The data discussed was derived from the transfection of two types of primary cells—human umbilical vein endothelial cells (HUVEC) and human microvascular endothelial cells from the lung (HMVEC-L) cells. “Aequorin plasmid DNA was transfected into these two cells types, and then we performed sets of aequorin assays,” he added.
“The Amaxa transfection technology now enables using the aequorin technology in primary cells, providing a new pharmacological tool to study endogenous receptors in a natural cellular environment for labs equipped with tabletop-size or larger luminometers,” he continued.

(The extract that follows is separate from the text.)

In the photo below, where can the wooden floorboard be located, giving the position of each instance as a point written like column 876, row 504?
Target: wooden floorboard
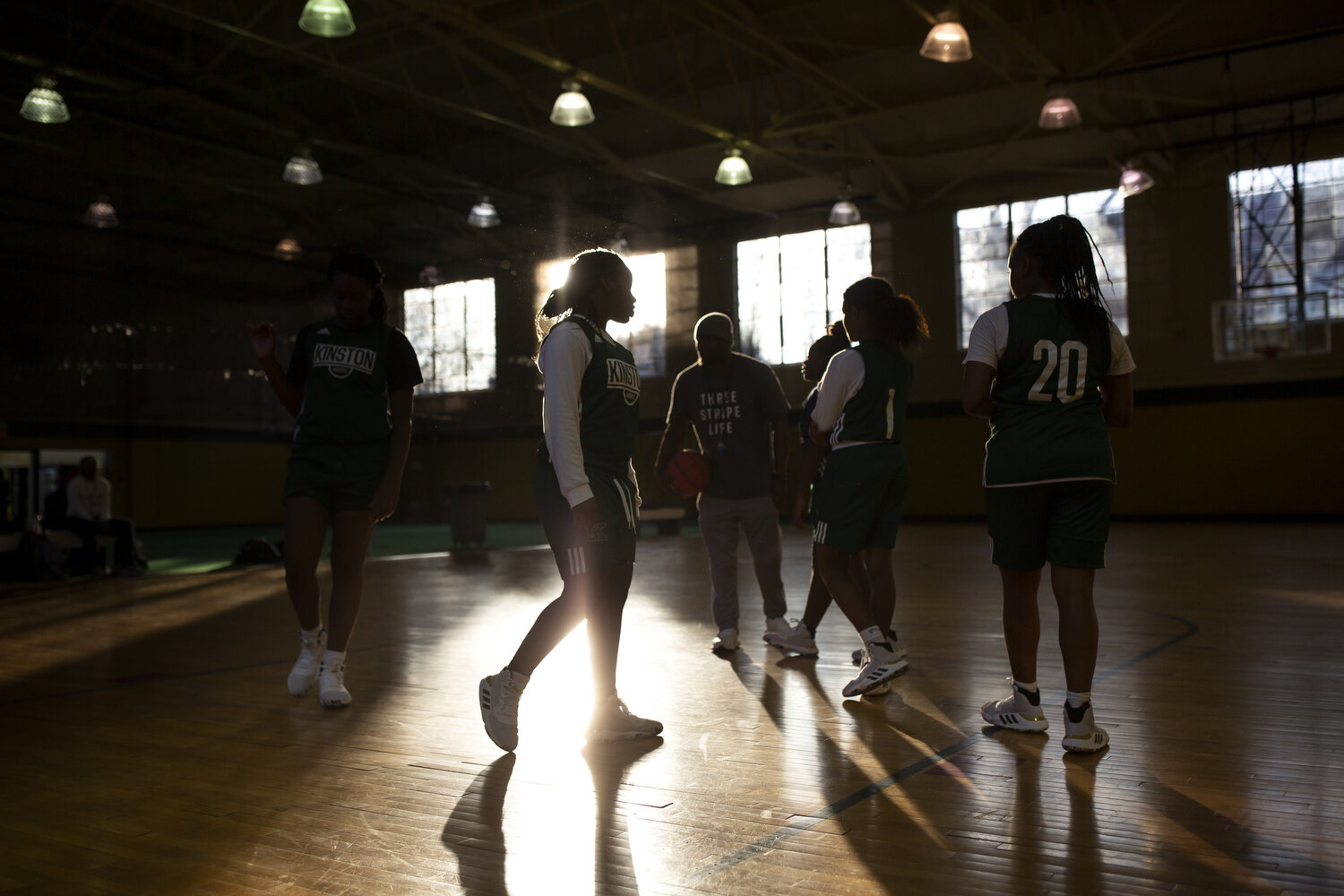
column 150, row 745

“As an example, subtype-specific histamine receptor agonists and antagonists were used to demonstrate that the histamine receptor subtype 1 is the one responsible for the calcium response to histamine in both cell types tested.
This opens new possibilities for the characterization of the repertoire of receptors functionally present in primary cells and for the characterization of newly developed molecules in physiologically meaningful cellular models,” he concluded.

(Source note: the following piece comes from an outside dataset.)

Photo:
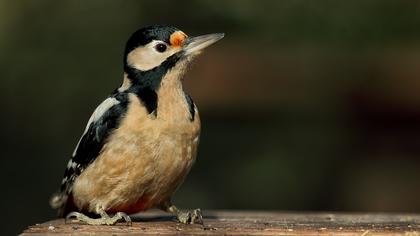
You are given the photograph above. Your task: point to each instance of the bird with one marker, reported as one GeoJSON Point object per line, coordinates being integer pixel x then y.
{"type": "Point", "coordinates": [141, 141]}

In her talk at SBS, Nicole Faust, Ph.D., director of R&D at Lonza Cologne, presented data on how primary cells can be used in cell-based assays. She explained that one prerequisite for many cell-based assays is the efficient genetic manipulation of the cells in order to introduce reporter genes or biosensors for second messengers.
“Using the Amaxa Nucleofector technology, we successfully introduced the Ca2+-sensitive photoprotein aequorin into a variety of primary cells and obtained robust signals in response to the appropriate stimuli,” explained Dr. Faust.

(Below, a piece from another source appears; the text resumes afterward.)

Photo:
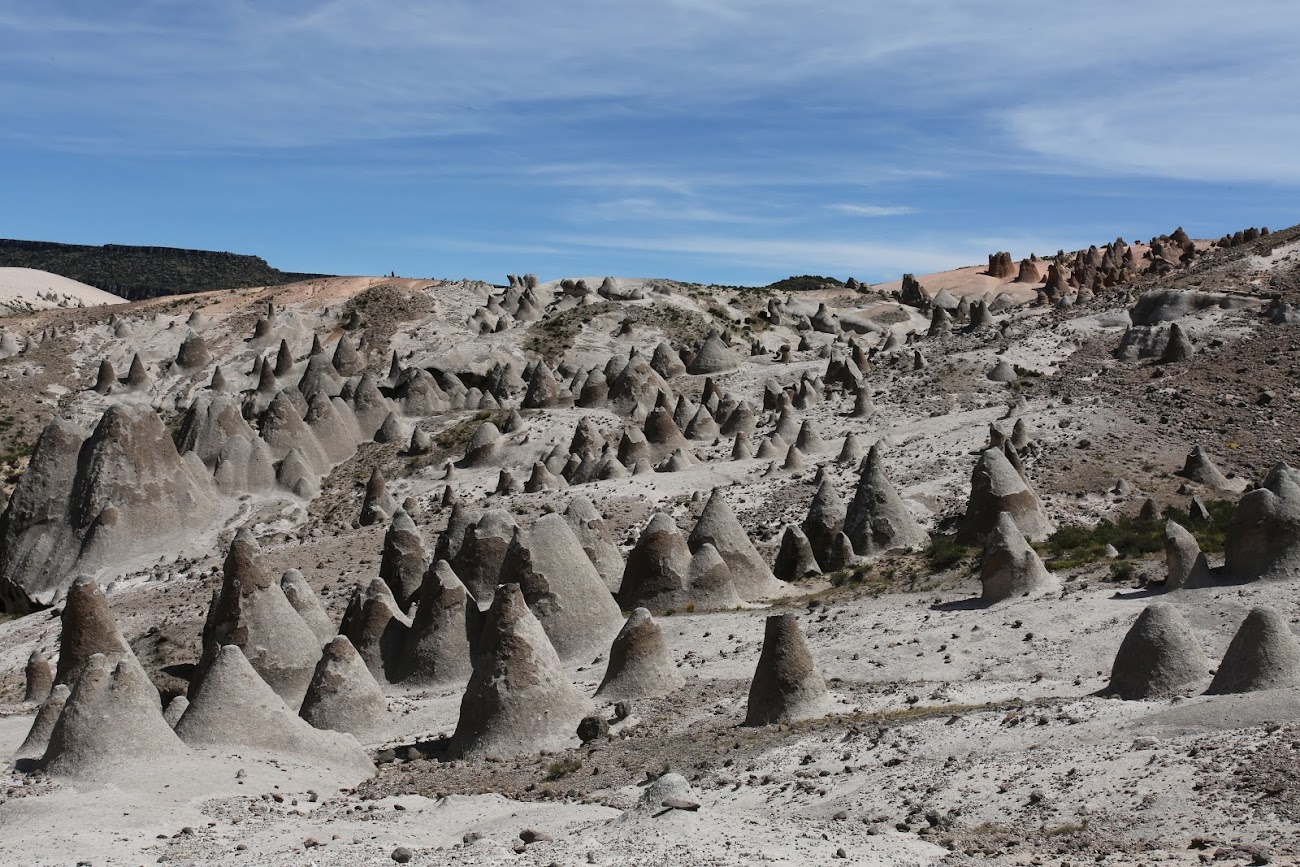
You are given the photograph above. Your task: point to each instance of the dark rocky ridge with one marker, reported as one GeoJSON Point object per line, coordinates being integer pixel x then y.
{"type": "Point", "coordinates": [137, 273]}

“Using these modified primary cells we could obtain pharmacologically relevant dose-response curves for a number of endogenously expressed target proteins.
“So far, use of Ca2+-sensitive photoproteins has been mainly restricted to recombinant cell lines,” she continued. “By transferring this technology to human primary cells, we enable researchers to assay endogenous receptors or other drug targets within their natural context in a relevant cell background.”